What is cynicism about?

  • Detesting those who enjoy making more money than you
  • Detesting those who bitch about you making more money than them
  • Distinguishing between reality and society's reality (fantasy)
  • Bitching about reality
  • Hating Barney
  • Despising Parades
  • Realizing that having a site that boasts a Cynical Genius yet is full of ads and plugs for shitty products is the greatest irony to date.

How can you be a cynic?

  • Learn to laugh in the face of everything, except stuff that people consider funny. For such occasions, it is best to keep a straight face. (not so much cynical as it is asshole-ish)
  • Become familiar with profanity. It's not necessary and some may contend that it takes detracts from the image others have of you. Who the fuck cares what others think? Your not here for the aesthetic appeasement of others.
  • Learn how to bitch about real things. Not your hair. Not your nails. Not whether or not someone likes you. Not about your plans being cancelled. That is all bullshit and NO ONE gives a fuck about the drama in your life. The problem is that almost no one gives a damn about what really goes on so you must point it all out. People are dying in Rwanda and OUR govenrnment is doing nothing of importance. Why? How many rich Rwandans do you know of. It's all about the money, baby!
  • Find anyone who is happy... figure out why they are happy, find the smallest flaw in that, and run with it, until you have ruined their whole life. Beware that messing with the religiously fulfilled can either backfire or not work at all. For the most part, they refuse all that you say and just keep on smiling. DO NOT KILL THEM! That is exactly what they want. One step closer is one step away.*
  • With the exception of the religious fulfillment part (if you are religiously fulfilled, then what the hell are you doing here?), the proceding applies to you also. If you can't be miserable, how can you exert that towards others.
  • Perhaps the most crucial part to being cynical is to complain about the media, the antichrist of society. The media is ruining your life and you must tell the world about it, but watch about 4 hrs of TV everyday and listen to your radio in the car while complaining (which explains Rush Limbaugh's success).
  • Everyone needs a mission, of sorts. Yours is to hate something. You can find that thing anywhere. Most of us here at SDM hate the media. When you find your thing, develop that hate with a passion, by bombarding yourself with it, and then complain about it incessantly.
  • Never boast of your achievement, but accept every insult you incur as a compliment. This is the final "pisser." If this gets to them (after awhile people learn to accept this as your nature), then your mission is complete. But you MUST NOT boast. It only ruins the mood, and your effectiveness is gone.
  • Some may see this as an insult, but you've become a social bitcher. A regular bitch is the insult. It means your trivial or a pain in the ass to just about anybody. A social bitch hase become en vogue. Somehow, they make the best comics. Of course, those are the only ones who can sell out, and in most cases, they do.
  • You tell the truth and that means you are now a cynic.
  • After everyone, and we do mean everyone, is unhappy, then you have committed CYN.

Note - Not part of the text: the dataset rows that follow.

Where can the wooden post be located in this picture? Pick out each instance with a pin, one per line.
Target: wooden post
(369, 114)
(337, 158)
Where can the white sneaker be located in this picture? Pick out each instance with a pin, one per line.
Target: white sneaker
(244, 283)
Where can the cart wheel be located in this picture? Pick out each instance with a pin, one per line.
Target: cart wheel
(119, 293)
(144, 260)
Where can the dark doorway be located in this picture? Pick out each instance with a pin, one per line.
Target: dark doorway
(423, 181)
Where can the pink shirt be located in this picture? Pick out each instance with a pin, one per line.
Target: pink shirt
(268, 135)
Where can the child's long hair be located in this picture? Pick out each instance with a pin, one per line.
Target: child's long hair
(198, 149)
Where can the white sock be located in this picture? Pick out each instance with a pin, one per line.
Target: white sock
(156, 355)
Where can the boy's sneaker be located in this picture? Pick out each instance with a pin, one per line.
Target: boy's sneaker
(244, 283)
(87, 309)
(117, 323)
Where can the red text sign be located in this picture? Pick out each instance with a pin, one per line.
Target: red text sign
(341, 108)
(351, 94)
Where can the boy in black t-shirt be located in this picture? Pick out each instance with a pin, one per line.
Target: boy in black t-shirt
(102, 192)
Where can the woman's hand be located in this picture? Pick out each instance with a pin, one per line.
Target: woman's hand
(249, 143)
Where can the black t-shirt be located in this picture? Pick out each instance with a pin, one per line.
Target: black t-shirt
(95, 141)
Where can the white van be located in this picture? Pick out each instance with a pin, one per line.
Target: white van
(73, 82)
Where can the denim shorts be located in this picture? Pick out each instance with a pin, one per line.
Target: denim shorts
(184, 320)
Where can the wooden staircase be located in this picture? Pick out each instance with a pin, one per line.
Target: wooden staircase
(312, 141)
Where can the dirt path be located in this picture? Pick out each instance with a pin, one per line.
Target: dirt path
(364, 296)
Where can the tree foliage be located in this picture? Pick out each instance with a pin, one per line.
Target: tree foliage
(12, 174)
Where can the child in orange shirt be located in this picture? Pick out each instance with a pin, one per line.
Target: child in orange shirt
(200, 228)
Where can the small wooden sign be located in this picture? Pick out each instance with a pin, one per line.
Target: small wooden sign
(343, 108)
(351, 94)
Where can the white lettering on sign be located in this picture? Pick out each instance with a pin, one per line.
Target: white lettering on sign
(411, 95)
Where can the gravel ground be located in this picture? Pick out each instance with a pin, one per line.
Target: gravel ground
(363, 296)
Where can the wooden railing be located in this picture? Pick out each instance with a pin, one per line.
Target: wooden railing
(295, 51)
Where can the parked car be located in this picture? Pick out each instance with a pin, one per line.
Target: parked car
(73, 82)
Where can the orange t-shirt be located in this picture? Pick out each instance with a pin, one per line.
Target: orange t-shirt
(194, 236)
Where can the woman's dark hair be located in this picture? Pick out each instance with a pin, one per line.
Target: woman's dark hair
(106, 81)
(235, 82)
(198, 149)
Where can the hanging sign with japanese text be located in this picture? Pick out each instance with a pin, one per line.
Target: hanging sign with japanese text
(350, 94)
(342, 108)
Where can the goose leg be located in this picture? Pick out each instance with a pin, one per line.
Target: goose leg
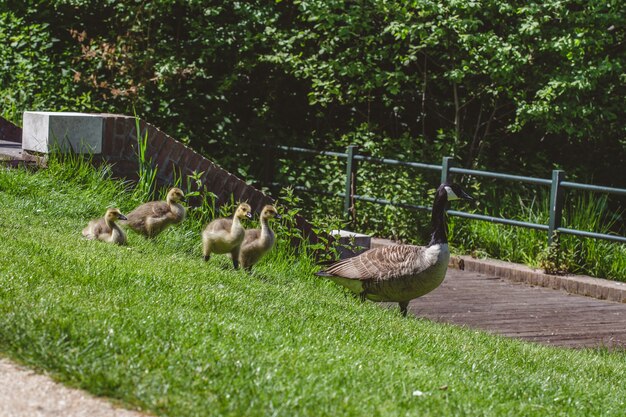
(404, 307)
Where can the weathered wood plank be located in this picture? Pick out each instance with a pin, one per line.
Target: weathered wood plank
(513, 309)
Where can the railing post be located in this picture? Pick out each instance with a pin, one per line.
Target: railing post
(351, 168)
(556, 205)
(446, 164)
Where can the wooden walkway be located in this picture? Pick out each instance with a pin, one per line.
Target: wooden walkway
(519, 310)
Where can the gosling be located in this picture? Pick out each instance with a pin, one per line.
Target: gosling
(257, 242)
(225, 235)
(106, 229)
(150, 219)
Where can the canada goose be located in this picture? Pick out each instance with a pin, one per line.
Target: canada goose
(401, 273)
(225, 235)
(105, 228)
(152, 218)
(258, 241)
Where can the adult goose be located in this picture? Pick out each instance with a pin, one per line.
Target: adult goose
(401, 273)
(225, 235)
(257, 242)
(150, 219)
(106, 229)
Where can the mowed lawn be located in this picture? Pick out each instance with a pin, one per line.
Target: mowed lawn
(157, 328)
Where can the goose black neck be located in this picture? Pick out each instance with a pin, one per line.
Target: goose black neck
(439, 221)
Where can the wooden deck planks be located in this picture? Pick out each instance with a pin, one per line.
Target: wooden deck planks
(512, 309)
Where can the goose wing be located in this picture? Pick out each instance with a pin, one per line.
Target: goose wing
(383, 263)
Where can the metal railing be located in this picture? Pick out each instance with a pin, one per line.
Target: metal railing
(557, 184)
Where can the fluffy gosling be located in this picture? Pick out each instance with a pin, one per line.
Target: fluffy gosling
(150, 219)
(225, 235)
(257, 242)
(106, 229)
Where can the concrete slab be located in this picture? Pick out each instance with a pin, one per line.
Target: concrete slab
(46, 131)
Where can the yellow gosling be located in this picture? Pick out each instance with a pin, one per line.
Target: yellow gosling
(225, 235)
(150, 219)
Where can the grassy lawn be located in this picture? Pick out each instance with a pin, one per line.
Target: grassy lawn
(155, 327)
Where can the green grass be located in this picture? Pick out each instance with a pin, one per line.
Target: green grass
(155, 327)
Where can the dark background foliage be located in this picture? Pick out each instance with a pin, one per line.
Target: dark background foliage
(518, 87)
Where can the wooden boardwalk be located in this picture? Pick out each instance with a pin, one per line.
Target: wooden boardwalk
(519, 310)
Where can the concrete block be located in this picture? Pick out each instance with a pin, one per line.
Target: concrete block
(48, 131)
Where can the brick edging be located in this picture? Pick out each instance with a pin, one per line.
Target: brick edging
(574, 284)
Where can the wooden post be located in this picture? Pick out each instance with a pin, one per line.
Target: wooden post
(446, 164)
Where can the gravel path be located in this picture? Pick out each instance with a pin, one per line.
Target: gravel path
(24, 393)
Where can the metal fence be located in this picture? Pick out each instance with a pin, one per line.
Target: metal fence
(557, 185)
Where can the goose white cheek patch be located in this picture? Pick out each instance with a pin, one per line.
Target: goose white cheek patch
(451, 193)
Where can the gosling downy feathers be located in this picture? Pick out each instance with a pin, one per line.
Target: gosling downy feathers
(225, 235)
(401, 273)
(257, 242)
(106, 229)
(150, 219)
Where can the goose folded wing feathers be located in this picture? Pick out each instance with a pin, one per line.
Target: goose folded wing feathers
(383, 263)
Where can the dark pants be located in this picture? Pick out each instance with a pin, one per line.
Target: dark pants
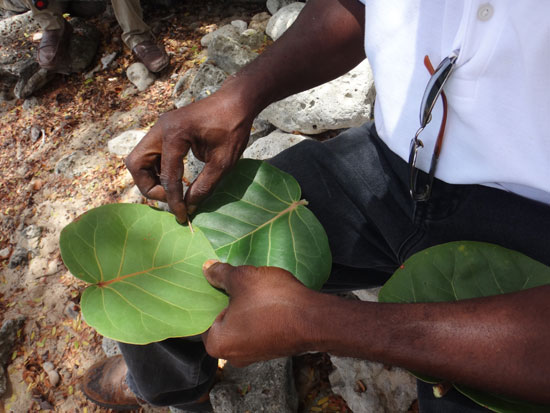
(358, 189)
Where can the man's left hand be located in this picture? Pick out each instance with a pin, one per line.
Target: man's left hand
(265, 318)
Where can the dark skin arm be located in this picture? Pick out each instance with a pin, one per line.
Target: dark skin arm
(326, 42)
(499, 344)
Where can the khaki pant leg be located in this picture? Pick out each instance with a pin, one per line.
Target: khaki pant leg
(50, 18)
(130, 19)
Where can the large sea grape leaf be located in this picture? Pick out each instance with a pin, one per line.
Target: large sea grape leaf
(462, 270)
(256, 217)
(145, 272)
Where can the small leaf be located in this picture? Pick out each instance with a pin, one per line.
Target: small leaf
(256, 217)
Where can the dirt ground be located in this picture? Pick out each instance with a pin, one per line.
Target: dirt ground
(77, 114)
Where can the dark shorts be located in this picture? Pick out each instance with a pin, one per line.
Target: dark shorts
(358, 189)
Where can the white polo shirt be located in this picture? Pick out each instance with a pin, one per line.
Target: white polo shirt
(498, 126)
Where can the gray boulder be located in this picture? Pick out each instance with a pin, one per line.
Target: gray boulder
(273, 6)
(138, 74)
(123, 144)
(271, 145)
(283, 19)
(261, 387)
(228, 54)
(372, 387)
(228, 30)
(197, 84)
(342, 103)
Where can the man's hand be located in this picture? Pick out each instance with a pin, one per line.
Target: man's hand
(215, 128)
(265, 316)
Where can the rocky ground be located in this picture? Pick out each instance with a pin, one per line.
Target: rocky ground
(55, 166)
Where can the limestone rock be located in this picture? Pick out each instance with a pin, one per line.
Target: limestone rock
(198, 84)
(271, 145)
(123, 144)
(266, 387)
(342, 103)
(388, 390)
(259, 22)
(283, 19)
(240, 25)
(228, 30)
(228, 54)
(273, 6)
(138, 74)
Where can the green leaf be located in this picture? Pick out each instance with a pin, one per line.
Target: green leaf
(462, 270)
(146, 273)
(145, 270)
(256, 217)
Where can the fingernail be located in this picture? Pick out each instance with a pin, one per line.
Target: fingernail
(208, 263)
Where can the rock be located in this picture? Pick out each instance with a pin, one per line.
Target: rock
(342, 103)
(19, 257)
(48, 366)
(71, 310)
(138, 74)
(252, 38)
(271, 145)
(54, 378)
(229, 54)
(240, 25)
(129, 92)
(260, 128)
(83, 45)
(107, 59)
(30, 103)
(259, 22)
(5, 253)
(123, 144)
(36, 132)
(273, 6)
(132, 196)
(32, 231)
(27, 85)
(79, 162)
(228, 31)
(266, 387)
(198, 84)
(110, 347)
(283, 19)
(387, 390)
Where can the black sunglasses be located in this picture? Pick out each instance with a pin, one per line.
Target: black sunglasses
(434, 89)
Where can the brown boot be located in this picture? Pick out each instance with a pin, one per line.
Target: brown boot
(105, 384)
(52, 49)
(151, 55)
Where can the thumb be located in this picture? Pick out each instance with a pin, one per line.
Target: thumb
(218, 274)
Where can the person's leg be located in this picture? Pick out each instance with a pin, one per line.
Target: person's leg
(137, 35)
(130, 18)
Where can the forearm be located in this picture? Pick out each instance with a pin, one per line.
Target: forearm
(325, 42)
(500, 344)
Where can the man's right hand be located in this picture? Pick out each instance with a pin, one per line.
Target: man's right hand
(215, 128)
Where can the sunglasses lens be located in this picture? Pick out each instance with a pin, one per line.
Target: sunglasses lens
(434, 88)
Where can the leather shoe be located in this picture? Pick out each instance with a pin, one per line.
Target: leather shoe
(151, 55)
(53, 47)
(105, 384)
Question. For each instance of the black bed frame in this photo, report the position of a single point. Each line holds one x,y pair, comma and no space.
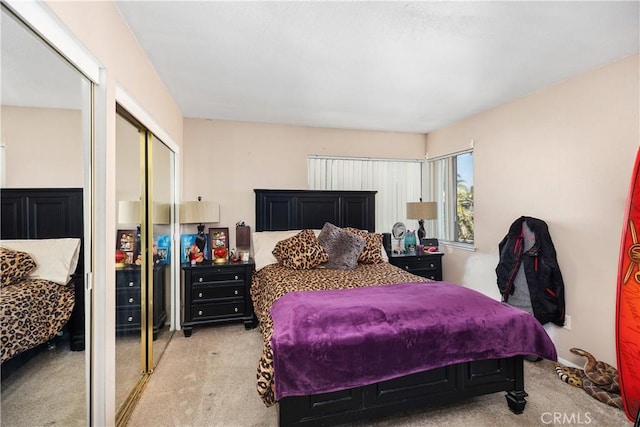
299,209
46,213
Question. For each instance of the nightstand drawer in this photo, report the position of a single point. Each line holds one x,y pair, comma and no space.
427,273
129,298
427,265
218,275
230,289
225,309
128,279
128,317
419,264
214,293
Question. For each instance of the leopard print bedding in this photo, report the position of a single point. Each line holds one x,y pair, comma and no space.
275,280
32,312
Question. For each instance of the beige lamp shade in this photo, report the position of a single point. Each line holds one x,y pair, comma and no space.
129,212
199,212
422,210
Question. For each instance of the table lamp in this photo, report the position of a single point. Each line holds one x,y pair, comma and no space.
199,212
421,211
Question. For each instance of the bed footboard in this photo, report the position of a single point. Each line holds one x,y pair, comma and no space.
435,387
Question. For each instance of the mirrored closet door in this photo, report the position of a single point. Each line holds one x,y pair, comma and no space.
44,162
144,270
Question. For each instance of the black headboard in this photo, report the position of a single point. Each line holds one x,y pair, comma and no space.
278,210
49,213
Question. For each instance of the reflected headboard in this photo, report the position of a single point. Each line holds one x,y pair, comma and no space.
278,210
47,213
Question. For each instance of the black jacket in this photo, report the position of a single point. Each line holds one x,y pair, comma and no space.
544,280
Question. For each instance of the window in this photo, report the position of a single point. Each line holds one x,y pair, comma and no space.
451,185
396,182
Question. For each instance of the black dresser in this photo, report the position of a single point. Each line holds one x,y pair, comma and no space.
128,308
214,293
427,265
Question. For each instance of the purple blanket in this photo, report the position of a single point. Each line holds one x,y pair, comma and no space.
332,340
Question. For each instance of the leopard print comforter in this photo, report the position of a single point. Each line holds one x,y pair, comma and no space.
275,280
32,312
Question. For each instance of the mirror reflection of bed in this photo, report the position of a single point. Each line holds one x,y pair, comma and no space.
370,339
45,119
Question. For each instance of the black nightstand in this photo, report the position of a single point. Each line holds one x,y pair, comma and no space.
215,293
128,308
427,265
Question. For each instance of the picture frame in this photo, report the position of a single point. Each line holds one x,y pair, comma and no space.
162,249
218,237
126,241
186,240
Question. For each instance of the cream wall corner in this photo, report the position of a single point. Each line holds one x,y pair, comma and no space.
564,155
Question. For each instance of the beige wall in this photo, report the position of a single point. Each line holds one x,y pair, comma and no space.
43,147
224,161
564,155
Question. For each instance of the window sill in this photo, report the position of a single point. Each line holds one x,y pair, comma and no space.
458,245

With that you are now ready to go into the world and piss off everybody. Do it well, and when they ask where you got these ideas from blame it on the subliminal messages you "derived" from watching reruns of Entertainment Tonight that your mother taped because of her obsession with John Tesh. If they believe this, you can pump them full of anti media sentiment. After all John Tesh is the Charles Barkley of the media. Sucks at music. Sucks at broadcasting. Sucks at acting. Sucks at motivational speaking. Neither understands criticism when you give it. All in all, they are both savants. Tesh can blind people with that damn smile. Barkley can play ball.

*When you come into contact with the religiously fulfilled, their line of defense if prayer, prayer, and tea. The tea almost never comes into play, but the prayer is only dangerous if they do this to your face. If this happens, you have two options. 1) Dump the tea on their head. Unfortunately, this is a hinderance, not a deterrent. 2) Get the hell out of there! That would be logical, wouldn't it?